In traditional estimation models, a great deal of effort is expended at the beginning of the project to determine how long it will take to deliver everything in the project plan. These estimates are generally expressed in hours, and thus can be multiplied by a blended hourly rate to provide a cost estimate for the project.
There is a general feeling among project managers, that due to the rigor that went into the estimation process these are ‘good’ or ‘accurate’ estimates. It is not uncommon to see a high level of ‘precision’ in the estimate. Even at a very high level of estimation, there is an attempt to create a relatively small ring of uncertainty around the estimate (see Figure 1). Ironically, any illusion of precision is erased almost immediately as those estimates are padded with contingent time to account for any problems with the accuracy. Another trick is to utilize future change requests as opportunities to ‘correct’ the highly precise, yet potentially inaccurate estimates. The longer the project, the more opportunities there are to adjust.

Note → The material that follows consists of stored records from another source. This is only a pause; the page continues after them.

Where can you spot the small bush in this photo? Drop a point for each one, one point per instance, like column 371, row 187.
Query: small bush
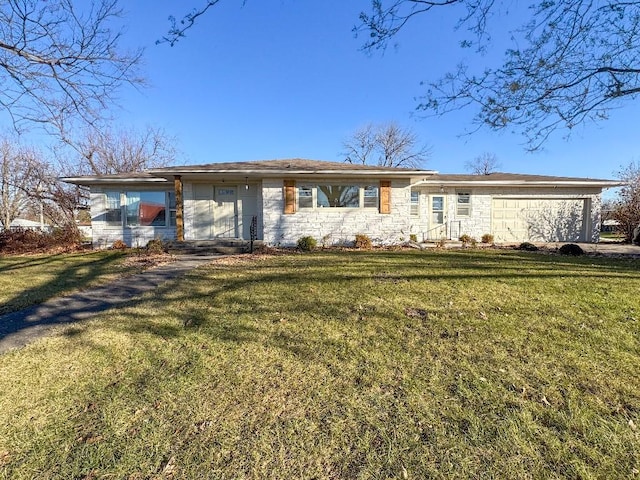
column 530, row 247
column 487, row 238
column 119, row 245
column 156, row 247
column 466, row 239
column 306, row 244
column 363, row 242
column 570, row 249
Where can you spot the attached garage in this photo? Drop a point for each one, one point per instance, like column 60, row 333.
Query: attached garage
column 541, row 220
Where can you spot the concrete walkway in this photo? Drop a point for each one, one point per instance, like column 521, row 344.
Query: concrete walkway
column 17, row 329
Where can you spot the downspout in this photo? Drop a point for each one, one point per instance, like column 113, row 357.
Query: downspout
column 177, row 184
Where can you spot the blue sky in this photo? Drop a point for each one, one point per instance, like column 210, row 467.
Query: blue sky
column 286, row 78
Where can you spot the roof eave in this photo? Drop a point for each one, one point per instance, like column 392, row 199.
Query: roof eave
column 103, row 181
column 292, row 173
column 521, row 183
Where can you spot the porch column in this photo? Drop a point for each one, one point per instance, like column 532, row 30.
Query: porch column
column 177, row 183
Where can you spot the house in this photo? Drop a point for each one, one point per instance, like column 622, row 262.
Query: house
column 280, row 201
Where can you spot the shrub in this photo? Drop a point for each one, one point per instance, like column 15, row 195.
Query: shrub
column 119, row 245
column 306, row 244
column 570, row 249
column 527, row 246
column 156, row 247
column 465, row 239
column 363, row 242
column 487, row 238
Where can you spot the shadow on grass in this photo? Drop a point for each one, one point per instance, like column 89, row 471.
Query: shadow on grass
column 234, row 285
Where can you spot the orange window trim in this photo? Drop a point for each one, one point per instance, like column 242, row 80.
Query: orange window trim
column 385, row 196
column 289, row 196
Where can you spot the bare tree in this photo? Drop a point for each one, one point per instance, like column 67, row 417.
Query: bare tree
column 108, row 152
column 567, row 62
column 20, row 179
column 60, row 61
column 361, row 145
column 626, row 209
column 483, row 164
column 387, row 145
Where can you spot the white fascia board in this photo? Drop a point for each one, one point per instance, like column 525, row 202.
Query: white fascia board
column 520, row 183
column 297, row 173
column 102, row 180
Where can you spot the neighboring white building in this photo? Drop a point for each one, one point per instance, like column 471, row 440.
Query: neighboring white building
column 283, row 200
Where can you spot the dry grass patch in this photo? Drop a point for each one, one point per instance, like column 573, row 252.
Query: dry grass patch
column 491, row 364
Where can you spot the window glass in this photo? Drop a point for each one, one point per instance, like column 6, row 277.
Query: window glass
column 171, row 196
column 305, row 197
column 437, row 210
column 146, row 209
column 345, row 196
column 463, row 207
column 415, row 202
column 371, row 196
column 113, row 210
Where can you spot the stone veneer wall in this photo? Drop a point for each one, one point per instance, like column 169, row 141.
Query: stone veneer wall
column 335, row 226
column 480, row 222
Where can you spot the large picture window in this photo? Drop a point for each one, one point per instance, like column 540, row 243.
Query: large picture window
column 338, row 196
column 150, row 208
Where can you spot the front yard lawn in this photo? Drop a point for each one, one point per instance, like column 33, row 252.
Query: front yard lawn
column 455, row 364
column 29, row 279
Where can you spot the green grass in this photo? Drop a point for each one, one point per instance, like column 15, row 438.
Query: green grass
column 461, row 364
column 29, row 279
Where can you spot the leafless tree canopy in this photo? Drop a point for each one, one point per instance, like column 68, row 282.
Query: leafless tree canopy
column 570, row 61
column 107, row 152
column 626, row 209
column 386, row 145
column 60, row 61
column 21, row 179
column 483, row 164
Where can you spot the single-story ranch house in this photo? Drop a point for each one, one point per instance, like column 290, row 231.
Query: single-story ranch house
column 280, row 201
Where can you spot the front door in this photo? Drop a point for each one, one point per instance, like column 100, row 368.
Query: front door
column 225, row 215
column 437, row 218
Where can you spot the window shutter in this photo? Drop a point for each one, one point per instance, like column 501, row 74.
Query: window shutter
column 289, row 196
column 385, row 196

Unfortunately, it’s just as likely that on a longer project, there will be some work that is designed and estimated that will not be completed due to changing project needs. There is little recourse to protect against this outcome.
There are some recognized shortcomings in traditional estimation. Most prominent among them is the fact that traditional estimates are not portable – an estimate in hours made on behalf of one person, is very likely to change if it is performed by another person. Considering the amount of time we spend creating traditional estimates and the longer timeframe of these efforts, there is a fair amount of risk that the team makeup will change before the feature is built, further reducing the effective accuracy of these estimates. In other words, we spent a lot of time making a very precise estimate that is wrong. This is wasteful.
Agile development methods and models all evolved from a common origin in Lean manufacturing techniques.
One of the driving tenets of Lean is the relentless removal of waste from a system. If traditional estimation models lead to waste, then Lean demands we find a way to reduce, if not outright eliminate that inefficiency.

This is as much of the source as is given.